In my personal opinion, the right questions to be asked now are not “Does Julia have performance advantage over Fortran?”, but “Does Fortran have performance advantage over Julia?”, and not “Will Julia replace Fortran or C/C++ in high performance area?”, but “Do we need to stay in C/C++ or Fortran for high performance area?”

The correct answers to the right questions are “No” and “No”.

It is outdated to suspect that Fortran (or C/C++) is faster than Julia.

To the best of my understanding, when the code is written correctly, Julia and Fortran are about the same speed of computation. We cannot say that one is faster than the other.

See also


OP asks about Julias advantage over Fortran.
There are some advantages as others pointed out.
What I meant is, there is a very important disadvantage if someone thinks about switching from Fortran to Julia, that is, Julia can’t yet compile to reasonable sized standalone executables. This may be surprising for somebody coming from Fortran, so I brought it up for OP to take it into account.


I do not think that Matlab is in any danger. Neither now nor in near future. Well, perhaps when it comes to “merely” solving whatever equations and optimization problems on a desktop computer and plotting the solutions, there are indeed serious alternatives, including Julia. Some of them (including Julia) are even better performing and more convenient, I agree.
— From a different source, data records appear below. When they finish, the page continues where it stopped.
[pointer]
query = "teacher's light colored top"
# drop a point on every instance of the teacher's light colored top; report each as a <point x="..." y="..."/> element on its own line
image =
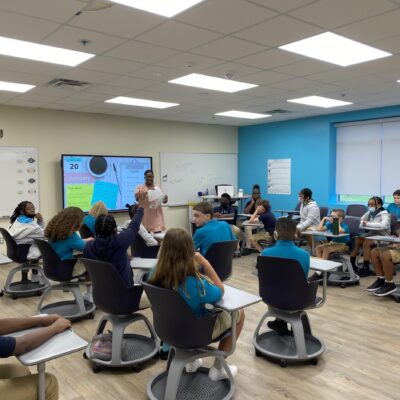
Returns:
<point x="153" y="219"/>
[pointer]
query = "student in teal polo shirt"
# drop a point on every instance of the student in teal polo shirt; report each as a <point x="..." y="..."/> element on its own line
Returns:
<point x="211" y="230"/>
<point x="285" y="234"/>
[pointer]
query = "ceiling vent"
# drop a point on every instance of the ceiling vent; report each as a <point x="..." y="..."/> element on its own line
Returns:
<point x="68" y="84"/>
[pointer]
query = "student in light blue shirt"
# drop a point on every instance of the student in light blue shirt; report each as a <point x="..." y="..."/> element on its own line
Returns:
<point x="98" y="208"/>
<point x="177" y="270"/>
<point x="210" y="230"/>
<point x="285" y="234"/>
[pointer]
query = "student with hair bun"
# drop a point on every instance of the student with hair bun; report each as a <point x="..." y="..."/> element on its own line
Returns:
<point x="109" y="246"/>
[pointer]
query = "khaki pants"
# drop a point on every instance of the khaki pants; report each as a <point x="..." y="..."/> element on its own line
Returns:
<point x="17" y="383"/>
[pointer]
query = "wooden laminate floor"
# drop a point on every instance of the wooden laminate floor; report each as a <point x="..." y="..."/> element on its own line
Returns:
<point x="361" y="333"/>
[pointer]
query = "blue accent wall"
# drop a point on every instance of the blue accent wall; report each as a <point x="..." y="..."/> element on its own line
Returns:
<point x="309" y="142"/>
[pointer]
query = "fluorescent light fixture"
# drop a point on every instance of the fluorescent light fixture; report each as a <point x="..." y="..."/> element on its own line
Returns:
<point x="166" y="8"/>
<point x="318" y="101"/>
<point x="212" y="83"/>
<point x="130" y="101"/>
<point x="335" y="49"/>
<point x="15" y="87"/>
<point x="243" y="114"/>
<point x="41" y="52"/>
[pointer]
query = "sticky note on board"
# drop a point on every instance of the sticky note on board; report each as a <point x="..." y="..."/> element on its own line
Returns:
<point x="106" y="192"/>
<point x="79" y="195"/>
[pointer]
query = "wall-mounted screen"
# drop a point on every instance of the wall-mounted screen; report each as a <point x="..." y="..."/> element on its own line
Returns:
<point x="111" y="179"/>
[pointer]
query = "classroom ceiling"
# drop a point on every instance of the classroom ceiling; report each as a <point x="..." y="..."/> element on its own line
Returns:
<point x="138" y="52"/>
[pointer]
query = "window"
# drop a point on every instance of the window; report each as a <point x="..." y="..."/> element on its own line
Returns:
<point x="367" y="155"/>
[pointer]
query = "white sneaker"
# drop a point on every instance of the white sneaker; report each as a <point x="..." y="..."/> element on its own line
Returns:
<point x="194" y="365"/>
<point x="88" y="297"/>
<point x="218" y="374"/>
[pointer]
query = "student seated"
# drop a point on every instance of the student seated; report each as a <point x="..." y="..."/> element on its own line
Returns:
<point x="97" y="209"/>
<point x="383" y="260"/>
<point x="16" y="381"/>
<point x="375" y="217"/>
<point x="176" y="269"/>
<point x="225" y="210"/>
<point x="143" y="232"/>
<point x="261" y="214"/>
<point x="285" y="234"/>
<point x="336" y="245"/>
<point x="109" y="246"/>
<point x="211" y="230"/>
<point x="251" y="205"/>
<point x="61" y="232"/>
<point x="24" y="229"/>
<point x="394" y="208"/>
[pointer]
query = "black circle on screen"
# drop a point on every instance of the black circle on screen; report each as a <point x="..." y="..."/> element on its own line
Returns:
<point x="98" y="165"/>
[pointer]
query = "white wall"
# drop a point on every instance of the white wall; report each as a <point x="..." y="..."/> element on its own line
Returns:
<point x="57" y="132"/>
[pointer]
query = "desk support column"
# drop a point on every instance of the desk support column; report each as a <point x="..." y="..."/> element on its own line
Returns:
<point x="41" y="381"/>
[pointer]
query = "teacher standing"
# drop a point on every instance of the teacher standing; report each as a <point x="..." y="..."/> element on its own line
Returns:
<point x="153" y="219"/>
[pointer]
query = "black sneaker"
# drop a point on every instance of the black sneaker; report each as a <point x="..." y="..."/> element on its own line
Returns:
<point x="315" y="277"/>
<point x="386" y="289"/>
<point x="376" y="285"/>
<point x="279" y="326"/>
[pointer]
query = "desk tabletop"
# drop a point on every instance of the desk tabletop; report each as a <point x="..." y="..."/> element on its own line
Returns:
<point x="143" y="263"/>
<point x="57" y="346"/>
<point x="324" y="233"/>
<point x="380" y="238"/>
<point x="319" y="264"/>
<point x="235" y="299"/>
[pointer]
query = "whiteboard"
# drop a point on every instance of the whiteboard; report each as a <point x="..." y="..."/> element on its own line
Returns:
<point x="19" y="178"/>
<point x="183" y="175"/>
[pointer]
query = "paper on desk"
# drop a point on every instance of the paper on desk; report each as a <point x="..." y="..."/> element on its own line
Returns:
<point x="155" y="197"/>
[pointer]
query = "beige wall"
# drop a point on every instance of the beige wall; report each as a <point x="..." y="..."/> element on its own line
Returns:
<point x="57" y="132"/>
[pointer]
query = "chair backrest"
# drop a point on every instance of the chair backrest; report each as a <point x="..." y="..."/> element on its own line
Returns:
<point x="282" y="284"/>
<point x="356" y="210"/>
<point x="174" y="321"/>
<point x="85" y="232"/>
<point x="393" y="224"/>
<point x="16" y="252"/>
<point x="140" y="249"/>
<point x="220" y="256"/>
<point x="323" y="212"/>
<point x="109" y="291"/>
<point x="54" y="268"/>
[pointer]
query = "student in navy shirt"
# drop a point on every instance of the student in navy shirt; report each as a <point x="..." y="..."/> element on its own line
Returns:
<point x="112" y="247"/>
<point x="285" y="234"/>
<point x="16" y="381"/>
<point x="211" y="230"/>
<point x="64" y="239"/>
<point x="98" y="208"/>
<point x="176" y="270"/>
<point x="264" y="215"/>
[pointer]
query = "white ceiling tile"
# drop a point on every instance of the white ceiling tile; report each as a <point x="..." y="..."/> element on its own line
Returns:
<point x="141" y="52"/>
<point x="111" y="65"/>
<point x="52" y="10"/>
<point x="289" y="29"/>
<point x="331" y="14"/>
<point x="237" y="14"/>
<point x="270" y="59"/>
<point x="282" y="5"/>
<point x="18" y="26"/>
<point x="88" y="76"/>
<point x="228" y="48"/>
<point x="70" y="37"/>
<point x="176" y="35"/>
<point x="373" y="29"/>
<point x="117" y="20"/>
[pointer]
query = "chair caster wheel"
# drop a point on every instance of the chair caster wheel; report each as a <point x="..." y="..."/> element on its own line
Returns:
<point x="96" y="369"/>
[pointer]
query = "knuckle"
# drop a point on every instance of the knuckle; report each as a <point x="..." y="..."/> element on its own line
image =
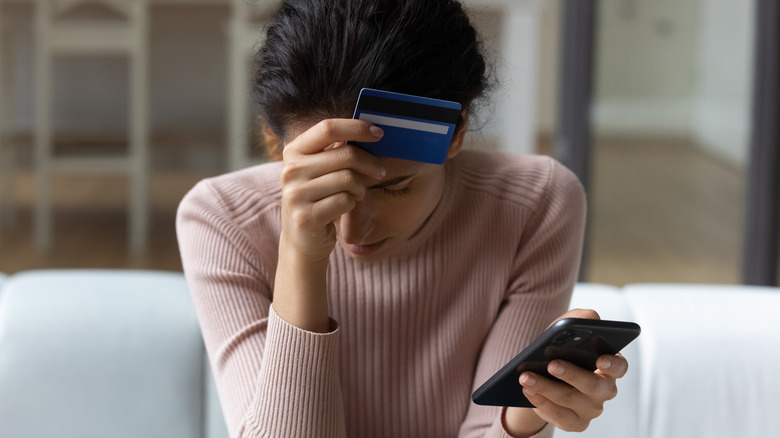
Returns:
<point x="612" y="392"/>
<point x="290" y="172"/>
<point x="292" y="193"/>
<point x="344" y="201"/>
<point x="327" y="127"/>
<point x="348" y="154"/>
<point x="300" y="218"/>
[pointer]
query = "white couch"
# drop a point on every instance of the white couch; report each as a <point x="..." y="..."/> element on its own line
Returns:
<point x="100" y="353"/>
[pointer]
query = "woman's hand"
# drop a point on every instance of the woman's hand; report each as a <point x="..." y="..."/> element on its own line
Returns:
<point x="571" y="405"/>
<point x="322" y="179"/>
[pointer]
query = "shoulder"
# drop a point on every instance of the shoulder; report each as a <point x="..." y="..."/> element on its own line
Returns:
<point x="236" y="196"/>
<point x="525" y="180"/>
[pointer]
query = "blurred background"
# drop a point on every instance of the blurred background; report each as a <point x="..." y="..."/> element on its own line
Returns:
<point x="118" y="127"/>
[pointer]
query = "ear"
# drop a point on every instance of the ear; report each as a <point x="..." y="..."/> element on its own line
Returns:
<point x="457" y="141"/>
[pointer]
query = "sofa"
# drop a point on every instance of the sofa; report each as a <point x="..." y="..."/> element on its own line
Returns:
<point x="118" y="353"/>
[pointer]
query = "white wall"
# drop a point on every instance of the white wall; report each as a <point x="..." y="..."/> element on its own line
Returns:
<point x="723" y="95"/>
<point x="187" y="71"/>
<point x="645" y="67"/>
<point x="676" y="68"/>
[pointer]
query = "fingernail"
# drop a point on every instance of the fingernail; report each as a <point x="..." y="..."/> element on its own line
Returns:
<point x="376" y="131"/>
<point x="556" y="368"/>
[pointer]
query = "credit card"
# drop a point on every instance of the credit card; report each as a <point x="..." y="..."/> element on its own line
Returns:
<point x="416" y="128"/>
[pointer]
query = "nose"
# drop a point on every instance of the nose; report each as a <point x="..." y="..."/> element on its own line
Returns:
<point x="358" y="224"/>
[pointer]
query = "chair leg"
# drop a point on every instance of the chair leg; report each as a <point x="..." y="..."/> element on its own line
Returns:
<point x="138" y="217"/>
<point x="43" y="149"/>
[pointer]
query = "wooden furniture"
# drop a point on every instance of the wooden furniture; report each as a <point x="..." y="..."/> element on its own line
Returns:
<point x="62" y="31"/>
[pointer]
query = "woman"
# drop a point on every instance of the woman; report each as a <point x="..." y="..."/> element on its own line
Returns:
<point x="343" y="294"/>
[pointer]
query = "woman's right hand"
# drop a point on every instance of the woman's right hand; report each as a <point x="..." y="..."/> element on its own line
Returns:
<point x="322" y="179"/>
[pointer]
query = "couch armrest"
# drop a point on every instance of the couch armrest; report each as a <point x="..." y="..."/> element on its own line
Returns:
<point x="709" y="360"/>
<point x="99" y="353"/>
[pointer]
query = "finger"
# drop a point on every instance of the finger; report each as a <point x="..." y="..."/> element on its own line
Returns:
<point x="326" y="210"/>
<point x="594" y="386"/>
<point x="615" y="366"/>
<point x="329" y="131"/>
<point x="344" y="180"/>
<point x="579" y="313"/>
<point x="561" y="417"/>
<point x="308" y="167"/>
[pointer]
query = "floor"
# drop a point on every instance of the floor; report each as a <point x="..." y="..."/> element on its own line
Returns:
<point x="660" y="211"/>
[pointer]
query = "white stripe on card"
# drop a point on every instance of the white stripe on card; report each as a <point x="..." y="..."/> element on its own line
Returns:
<point x="403" y="123"/>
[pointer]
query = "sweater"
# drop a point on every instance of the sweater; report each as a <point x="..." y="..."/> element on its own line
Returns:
<point x="413" y="335"/>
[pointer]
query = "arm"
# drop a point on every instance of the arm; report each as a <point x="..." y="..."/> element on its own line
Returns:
<point x="321" y="180"/>
<point x="255" y="353"/>
<point x="545" y="270"/>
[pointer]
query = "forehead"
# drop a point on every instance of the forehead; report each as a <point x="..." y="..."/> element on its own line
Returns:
<point x="397" y="167"/>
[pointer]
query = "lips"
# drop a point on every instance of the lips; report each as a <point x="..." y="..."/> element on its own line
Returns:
<point x="364" y="250"/>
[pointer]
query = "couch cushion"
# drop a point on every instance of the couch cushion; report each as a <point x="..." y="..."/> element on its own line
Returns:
<point x="620" y="415"/>
<point x="709" y="359"/>
<point x="99" y="353"/>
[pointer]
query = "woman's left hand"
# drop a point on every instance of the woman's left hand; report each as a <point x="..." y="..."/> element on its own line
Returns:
<point x="572" y="404"/>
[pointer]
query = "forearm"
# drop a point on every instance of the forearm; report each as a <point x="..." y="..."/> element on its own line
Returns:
<point x="300" y="291"/>
<point x="522" y="422"/>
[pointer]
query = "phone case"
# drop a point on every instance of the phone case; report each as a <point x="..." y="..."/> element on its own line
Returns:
<point x="576" y="340"/>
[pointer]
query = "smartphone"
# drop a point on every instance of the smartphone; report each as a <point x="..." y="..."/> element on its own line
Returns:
<point x="576" y="340"/>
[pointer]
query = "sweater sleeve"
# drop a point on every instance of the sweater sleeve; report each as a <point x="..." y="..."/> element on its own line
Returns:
<point x="544" y="273"/>
<point x="273" y="379"/>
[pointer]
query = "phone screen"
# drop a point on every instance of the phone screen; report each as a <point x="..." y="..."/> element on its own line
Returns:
<point x="579" y="341"/>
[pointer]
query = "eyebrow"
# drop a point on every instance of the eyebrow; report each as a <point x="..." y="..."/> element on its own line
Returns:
<point x="391" y="182"/>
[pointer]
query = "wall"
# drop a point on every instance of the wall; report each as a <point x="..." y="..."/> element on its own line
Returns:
<point x="676" y="68"/>
<point x="723" y="96"/>
<point x="187" y="71"/>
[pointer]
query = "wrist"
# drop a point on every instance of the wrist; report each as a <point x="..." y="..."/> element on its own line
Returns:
<point x="521" y="422"/>
<point x="300" y="291"/>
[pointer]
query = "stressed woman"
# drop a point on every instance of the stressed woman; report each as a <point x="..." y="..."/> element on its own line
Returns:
<point x="343" y="294"/>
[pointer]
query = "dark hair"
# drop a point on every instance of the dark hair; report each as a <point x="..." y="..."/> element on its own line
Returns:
<point x="318" y="54"/>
But in some engineering domains such (offline) computational tasks form just a fraction of the practical everyday use. In particular, control engineers use Matlab – actually its graphical frontend for modeling and simulation of dynamical systems called Simulink (and Simscape and Stateflow) – not just for performing some offline computation on a PC but for generating a C/C++ code that is then intended for compilation on an embedded platform and for running in real time, processing the data from sensors and producing commands for actuators every fraction of a millisecond, possibly by solving some optimization problems, complying with whatever industrial standards (the core products for this are Simulink Coder and Embedded Coder). Untill such real-time code generation capabilities are available in Julia, there’s no way to abandon Matlab and Simulink, at least for us, control engineers, I am afraid.